O'Brien, James Thomas, Bishop of Ossory, Ferns, and Leighlin, was born in the County of Westmeath, in September 1792. His father was a corporation officer of New Ross, and the lad was sent to Trinity College, chiefly at the expense of the borough. He became Fellow in 1820, and in 1826 we find him refunding the amount that had been spent for his education. Having entered the Church and been for some time Dean of Cork, he was in 1842 consecrated Bishop of Ossory.

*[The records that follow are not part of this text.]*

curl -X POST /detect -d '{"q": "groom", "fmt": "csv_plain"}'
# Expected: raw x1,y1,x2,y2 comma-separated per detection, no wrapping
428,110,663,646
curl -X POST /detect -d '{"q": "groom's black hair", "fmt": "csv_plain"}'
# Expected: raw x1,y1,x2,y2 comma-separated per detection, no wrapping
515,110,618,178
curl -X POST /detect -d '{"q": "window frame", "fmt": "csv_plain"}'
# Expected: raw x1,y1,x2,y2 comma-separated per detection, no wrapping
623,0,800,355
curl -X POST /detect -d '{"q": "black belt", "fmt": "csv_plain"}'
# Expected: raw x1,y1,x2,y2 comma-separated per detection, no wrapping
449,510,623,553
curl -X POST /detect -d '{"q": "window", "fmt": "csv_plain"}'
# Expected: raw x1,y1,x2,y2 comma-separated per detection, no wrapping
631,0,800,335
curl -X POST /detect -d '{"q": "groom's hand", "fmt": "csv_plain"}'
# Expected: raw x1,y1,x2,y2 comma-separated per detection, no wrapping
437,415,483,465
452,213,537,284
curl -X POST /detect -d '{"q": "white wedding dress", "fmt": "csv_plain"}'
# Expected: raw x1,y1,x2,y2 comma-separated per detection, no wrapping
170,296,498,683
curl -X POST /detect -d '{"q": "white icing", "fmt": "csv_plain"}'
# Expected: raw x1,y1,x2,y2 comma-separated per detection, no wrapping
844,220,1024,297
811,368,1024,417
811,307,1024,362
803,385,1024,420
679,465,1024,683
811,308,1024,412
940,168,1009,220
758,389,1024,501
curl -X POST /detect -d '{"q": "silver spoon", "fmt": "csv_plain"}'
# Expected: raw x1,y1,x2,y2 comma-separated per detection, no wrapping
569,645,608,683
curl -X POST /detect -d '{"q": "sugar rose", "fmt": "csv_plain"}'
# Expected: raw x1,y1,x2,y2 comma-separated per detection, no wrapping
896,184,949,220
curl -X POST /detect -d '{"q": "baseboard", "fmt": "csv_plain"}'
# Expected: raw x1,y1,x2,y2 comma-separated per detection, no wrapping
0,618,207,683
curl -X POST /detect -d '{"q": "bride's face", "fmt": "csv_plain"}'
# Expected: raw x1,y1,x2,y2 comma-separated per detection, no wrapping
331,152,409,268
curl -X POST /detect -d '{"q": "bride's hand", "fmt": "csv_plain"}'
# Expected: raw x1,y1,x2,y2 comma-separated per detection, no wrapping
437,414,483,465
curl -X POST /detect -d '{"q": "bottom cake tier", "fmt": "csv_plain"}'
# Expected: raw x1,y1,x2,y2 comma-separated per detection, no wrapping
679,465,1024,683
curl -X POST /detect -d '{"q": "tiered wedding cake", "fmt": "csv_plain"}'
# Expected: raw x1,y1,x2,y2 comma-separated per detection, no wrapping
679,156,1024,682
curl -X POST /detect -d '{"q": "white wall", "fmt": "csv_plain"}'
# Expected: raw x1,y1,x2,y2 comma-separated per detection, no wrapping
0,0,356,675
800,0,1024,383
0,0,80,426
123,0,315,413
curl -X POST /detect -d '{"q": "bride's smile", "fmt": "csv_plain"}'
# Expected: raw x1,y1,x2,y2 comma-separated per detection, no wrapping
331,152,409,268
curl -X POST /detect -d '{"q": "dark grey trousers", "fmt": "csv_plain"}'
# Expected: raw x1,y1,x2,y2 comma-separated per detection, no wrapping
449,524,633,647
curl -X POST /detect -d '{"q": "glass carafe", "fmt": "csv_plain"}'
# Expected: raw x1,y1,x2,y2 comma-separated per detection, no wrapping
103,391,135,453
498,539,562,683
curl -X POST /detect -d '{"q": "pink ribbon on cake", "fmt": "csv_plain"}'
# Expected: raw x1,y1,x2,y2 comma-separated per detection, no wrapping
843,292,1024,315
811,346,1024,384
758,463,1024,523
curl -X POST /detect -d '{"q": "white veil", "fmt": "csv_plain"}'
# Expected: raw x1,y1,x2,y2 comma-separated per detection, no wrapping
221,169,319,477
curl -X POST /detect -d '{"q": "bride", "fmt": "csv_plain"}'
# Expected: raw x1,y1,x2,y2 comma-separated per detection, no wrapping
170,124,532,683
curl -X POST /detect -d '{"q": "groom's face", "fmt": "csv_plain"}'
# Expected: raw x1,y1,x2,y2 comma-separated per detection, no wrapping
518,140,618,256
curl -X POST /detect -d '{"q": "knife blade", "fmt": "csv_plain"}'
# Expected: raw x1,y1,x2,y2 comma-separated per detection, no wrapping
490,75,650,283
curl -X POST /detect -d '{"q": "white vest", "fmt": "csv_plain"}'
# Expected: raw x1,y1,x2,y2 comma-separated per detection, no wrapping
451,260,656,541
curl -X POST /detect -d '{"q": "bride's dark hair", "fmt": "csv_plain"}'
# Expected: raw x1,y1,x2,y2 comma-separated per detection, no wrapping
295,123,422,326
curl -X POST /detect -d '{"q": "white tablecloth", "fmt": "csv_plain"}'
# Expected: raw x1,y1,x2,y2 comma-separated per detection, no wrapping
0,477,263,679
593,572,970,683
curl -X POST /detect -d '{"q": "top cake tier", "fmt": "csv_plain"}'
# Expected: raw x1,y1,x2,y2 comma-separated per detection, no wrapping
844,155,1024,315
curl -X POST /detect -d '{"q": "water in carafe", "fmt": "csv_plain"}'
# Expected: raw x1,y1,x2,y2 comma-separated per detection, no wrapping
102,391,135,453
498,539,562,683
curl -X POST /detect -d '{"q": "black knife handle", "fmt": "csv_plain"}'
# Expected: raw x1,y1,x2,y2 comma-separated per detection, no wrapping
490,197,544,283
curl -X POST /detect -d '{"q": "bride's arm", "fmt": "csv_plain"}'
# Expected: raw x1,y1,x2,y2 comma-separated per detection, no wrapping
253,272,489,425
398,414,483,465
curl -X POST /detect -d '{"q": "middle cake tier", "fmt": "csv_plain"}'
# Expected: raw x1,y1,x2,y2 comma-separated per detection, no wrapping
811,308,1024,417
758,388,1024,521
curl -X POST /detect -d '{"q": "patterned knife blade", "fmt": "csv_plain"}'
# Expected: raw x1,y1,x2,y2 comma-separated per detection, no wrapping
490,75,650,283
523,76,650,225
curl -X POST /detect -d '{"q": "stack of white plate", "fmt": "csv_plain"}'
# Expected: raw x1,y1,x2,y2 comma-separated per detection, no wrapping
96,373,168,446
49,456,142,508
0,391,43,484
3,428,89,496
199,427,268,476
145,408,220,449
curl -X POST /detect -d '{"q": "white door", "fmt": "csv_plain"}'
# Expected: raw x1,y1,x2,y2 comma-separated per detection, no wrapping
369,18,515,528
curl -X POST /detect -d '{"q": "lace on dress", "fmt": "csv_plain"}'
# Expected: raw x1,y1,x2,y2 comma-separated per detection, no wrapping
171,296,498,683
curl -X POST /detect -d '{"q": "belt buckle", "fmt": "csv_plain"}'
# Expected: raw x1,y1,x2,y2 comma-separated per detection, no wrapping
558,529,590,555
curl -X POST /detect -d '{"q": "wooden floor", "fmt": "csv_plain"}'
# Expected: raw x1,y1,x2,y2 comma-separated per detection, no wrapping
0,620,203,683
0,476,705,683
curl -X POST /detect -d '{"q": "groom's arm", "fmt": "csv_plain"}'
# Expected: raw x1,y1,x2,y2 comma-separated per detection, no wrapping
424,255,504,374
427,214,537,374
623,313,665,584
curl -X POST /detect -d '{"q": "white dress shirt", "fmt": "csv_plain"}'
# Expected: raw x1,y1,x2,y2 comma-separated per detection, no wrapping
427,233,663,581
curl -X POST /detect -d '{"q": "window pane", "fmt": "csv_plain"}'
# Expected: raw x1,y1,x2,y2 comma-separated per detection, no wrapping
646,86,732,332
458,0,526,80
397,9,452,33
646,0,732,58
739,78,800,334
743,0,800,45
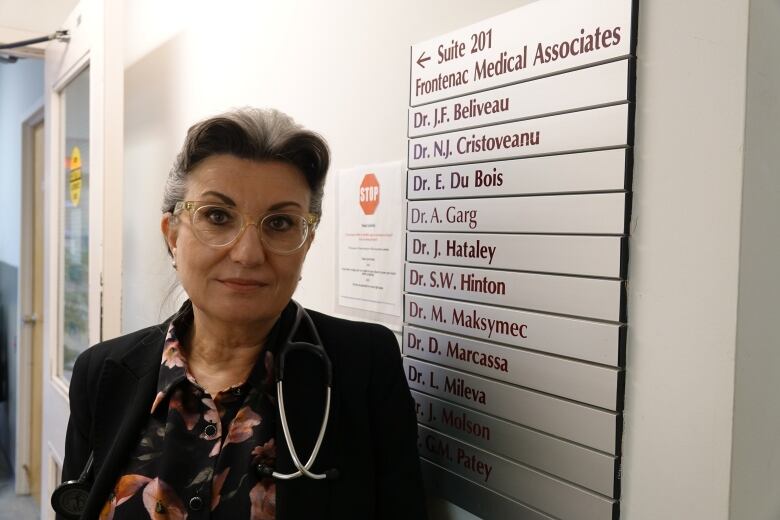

His biographer says: "Few will be found to deny that the many-sided excellence of Dr. O'Brien's long episcopal career has conferred a quite exceptional distinction on the ministry that appreciated and promoted him... He was an insatiable reader, and until latterly a very early riser. He was a keen logician and a forcible writer; his style being weighty and luminous, and his sentences, though long, yet not involved." He was an ardent advocate for the Church Education Society as against the National System of Education; and was the foremost champion of the Irish Church against disestablishment. He published Sermons on Justification, and other theological works. "He possessed perhaps the loftiest and best cultured intellect that Dublin University has produced since the time of Bishop Berkeley; and, take him for all in all, there was in his day and generation no more lordly type of the Celtic race... His entire life was one of the most unsullied purity."

He was of a commanding presence; his face was massive and intellectual, and lit up with eyes of peculiar brilliancy and beauty, Bishop O'Brien died in London, 12th December 1874, aged 82, and was buried at St. Canice's, Kilkenny.

Sources

262. O'Brien, Bishop, Memoir: Rev. W. G. Carroll. Dublin, 1874.